Book Review : All The Light We Cannot See // Anthony Doerr


Christmas 2016: I received four books from the bestselling/ new fiction Waterstones collection.  All The Light We Cannot See was respectively first on my to-read pile. A New York Times number one bestseller and winner of the Pulitzer Prize for fiction 2015, I was really keen to start reading. Anthony Doerr has essentially crafted a beautiful and emotionally intricate novel based in a time of tragedy against the renowned backdrop of World War Two.  An extremely unconventional war novel painted through a whole palette of colours with a classic boy meets girl twist, Doerr’s interlinking of the characters French Marie-Laure and German orphan Werner effortlessly blurs the boundaries between an occupying army and the oppressed citizens.
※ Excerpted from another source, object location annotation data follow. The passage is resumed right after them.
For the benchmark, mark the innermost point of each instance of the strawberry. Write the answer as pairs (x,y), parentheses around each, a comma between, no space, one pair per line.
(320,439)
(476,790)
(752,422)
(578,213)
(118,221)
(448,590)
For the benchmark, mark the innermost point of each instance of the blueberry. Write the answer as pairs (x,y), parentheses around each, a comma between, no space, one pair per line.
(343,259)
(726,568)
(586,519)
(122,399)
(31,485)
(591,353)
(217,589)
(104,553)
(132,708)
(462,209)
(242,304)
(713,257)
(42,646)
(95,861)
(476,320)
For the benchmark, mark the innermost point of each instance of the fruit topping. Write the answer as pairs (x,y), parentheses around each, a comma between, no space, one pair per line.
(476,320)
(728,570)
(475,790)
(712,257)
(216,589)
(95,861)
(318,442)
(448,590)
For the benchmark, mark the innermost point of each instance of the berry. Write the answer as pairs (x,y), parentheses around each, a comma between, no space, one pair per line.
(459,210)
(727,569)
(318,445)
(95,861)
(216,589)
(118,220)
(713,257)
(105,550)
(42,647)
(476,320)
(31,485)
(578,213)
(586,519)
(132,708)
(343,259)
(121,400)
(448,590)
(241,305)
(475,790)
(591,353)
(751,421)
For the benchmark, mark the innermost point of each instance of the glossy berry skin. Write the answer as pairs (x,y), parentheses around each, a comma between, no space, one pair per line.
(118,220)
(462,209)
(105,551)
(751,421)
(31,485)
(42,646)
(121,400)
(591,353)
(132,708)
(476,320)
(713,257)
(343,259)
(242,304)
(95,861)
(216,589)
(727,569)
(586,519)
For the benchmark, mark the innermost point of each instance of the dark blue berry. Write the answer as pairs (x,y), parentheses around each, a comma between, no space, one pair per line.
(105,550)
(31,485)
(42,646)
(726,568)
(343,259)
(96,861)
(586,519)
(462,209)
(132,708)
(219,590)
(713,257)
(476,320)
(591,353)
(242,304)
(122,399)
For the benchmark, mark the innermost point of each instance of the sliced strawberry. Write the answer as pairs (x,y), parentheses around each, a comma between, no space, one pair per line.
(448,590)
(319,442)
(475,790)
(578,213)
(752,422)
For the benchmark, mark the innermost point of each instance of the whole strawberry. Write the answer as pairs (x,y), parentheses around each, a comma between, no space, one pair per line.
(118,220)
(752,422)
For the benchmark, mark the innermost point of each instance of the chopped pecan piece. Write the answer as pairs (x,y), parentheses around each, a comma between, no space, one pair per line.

With a narrator that doesn’t take sides in this novel and only subtly on the topic of war, not only is it a moving fictional novel, it casts those fighting for the German army in a new light.

The novel follows two storylines that inevitably intertwine. Young and blind Marie-Laurie’s world turning upside down as she escapes her beautifully painted Parisian life, while Werner, an enigmatic orphan, strikes success, winning his place in the highest esteemed German school. What really grasped me while reading this novel was the capability of Doerr to explore the war and its implications from so many angles. Maurie Laurie is an outstanding character that utilises her impairment to actually become so much more insightful than those around her. With a love of fiction and thirst to explore the beaches and landscape, Maurie is a beautiful symbol of the innocence caught up in the second world war. From a life destined to work in dreary mines, Werner represents the opportunities that war brought to boys like him. While he excels with his vast knowledge Doerr still instilled into him an understanding of war being inherently wrong. Rather than dehumanising German boys like Werner, this novel explores how they still had true emotion and perhaps too got caught up in the bigger picture.
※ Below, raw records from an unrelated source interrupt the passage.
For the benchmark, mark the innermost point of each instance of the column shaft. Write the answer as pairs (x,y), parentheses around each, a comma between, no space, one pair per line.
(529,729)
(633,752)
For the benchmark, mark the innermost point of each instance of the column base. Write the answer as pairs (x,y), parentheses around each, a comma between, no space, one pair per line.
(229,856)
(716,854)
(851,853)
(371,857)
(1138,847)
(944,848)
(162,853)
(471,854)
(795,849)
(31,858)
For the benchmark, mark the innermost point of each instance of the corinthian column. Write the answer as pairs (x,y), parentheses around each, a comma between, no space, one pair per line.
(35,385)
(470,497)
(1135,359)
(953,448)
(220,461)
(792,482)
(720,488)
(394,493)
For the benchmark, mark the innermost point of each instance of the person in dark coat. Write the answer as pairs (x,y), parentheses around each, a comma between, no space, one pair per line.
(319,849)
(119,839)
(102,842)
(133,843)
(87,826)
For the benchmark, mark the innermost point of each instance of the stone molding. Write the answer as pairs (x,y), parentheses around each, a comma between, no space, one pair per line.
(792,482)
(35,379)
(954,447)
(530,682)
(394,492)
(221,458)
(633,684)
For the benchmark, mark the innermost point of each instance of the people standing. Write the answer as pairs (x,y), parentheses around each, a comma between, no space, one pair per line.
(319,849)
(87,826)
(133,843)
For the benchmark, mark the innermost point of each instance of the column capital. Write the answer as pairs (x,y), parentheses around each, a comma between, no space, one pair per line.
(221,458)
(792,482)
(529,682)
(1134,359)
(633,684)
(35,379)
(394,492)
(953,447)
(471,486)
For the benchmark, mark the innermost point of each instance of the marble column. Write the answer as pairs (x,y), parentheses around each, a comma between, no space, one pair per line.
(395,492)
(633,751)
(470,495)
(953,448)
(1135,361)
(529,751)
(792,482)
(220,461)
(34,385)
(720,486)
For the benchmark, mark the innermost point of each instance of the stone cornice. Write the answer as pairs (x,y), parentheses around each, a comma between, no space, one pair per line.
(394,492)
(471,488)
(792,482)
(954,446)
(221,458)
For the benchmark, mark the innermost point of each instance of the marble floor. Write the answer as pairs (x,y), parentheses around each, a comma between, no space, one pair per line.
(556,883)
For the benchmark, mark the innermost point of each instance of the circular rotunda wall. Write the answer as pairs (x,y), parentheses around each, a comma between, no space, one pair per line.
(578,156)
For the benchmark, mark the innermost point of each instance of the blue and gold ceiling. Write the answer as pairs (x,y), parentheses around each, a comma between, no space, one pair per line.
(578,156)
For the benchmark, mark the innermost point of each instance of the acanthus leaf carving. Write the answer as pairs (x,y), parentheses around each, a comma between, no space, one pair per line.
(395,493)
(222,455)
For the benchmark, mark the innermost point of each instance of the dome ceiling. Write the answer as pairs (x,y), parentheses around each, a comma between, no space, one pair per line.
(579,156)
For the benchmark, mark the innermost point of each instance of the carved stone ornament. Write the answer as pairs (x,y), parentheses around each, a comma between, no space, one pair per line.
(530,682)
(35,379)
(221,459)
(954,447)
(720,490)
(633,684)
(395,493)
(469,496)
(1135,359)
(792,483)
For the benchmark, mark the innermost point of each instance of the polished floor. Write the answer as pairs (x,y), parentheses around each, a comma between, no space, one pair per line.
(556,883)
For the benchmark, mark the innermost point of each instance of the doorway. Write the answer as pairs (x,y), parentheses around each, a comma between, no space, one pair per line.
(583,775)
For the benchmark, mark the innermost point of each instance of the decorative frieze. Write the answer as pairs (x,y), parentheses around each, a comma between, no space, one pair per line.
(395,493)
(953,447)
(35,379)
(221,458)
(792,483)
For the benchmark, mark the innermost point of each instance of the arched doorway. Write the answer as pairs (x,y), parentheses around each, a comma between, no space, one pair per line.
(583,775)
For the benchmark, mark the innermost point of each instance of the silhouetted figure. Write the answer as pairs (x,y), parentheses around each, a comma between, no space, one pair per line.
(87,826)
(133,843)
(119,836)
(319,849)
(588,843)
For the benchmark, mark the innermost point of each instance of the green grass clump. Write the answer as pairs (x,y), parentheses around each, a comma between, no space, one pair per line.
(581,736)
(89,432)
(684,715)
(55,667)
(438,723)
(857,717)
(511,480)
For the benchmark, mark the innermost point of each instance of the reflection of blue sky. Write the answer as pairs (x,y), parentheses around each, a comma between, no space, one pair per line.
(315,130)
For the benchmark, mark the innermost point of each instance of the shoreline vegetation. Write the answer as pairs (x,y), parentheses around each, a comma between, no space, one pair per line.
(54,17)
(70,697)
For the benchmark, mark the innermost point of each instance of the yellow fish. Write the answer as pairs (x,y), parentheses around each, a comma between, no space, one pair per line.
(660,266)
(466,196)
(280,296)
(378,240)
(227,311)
This novel is a fantastic read. Structurally the chapters and time frames flow effortlessly to give real perspective into the characters’ lives from 1944 all the way into the 70’s and then finally 2014.  All The Light We Cannot See is a magnificent timepiece, a true page turner that emotionally can resonate with the reader.  I’d never read a book written by Anthony Doerr, but after All The Light We Cannot See it’s evident I’ve been missing out. I highly recommend this novel to anyone who loves the vivid imagery and a poetic style of narration. The only negative of this novel was that it ended too quickly. Leaving behind the sense of disillusionment that hangs over you after you’ve finished something brilliant. Overall, a beautiful novel full of colour that is a true page-turner, which still gives a vast array of ideas to think about even once it’s concluded.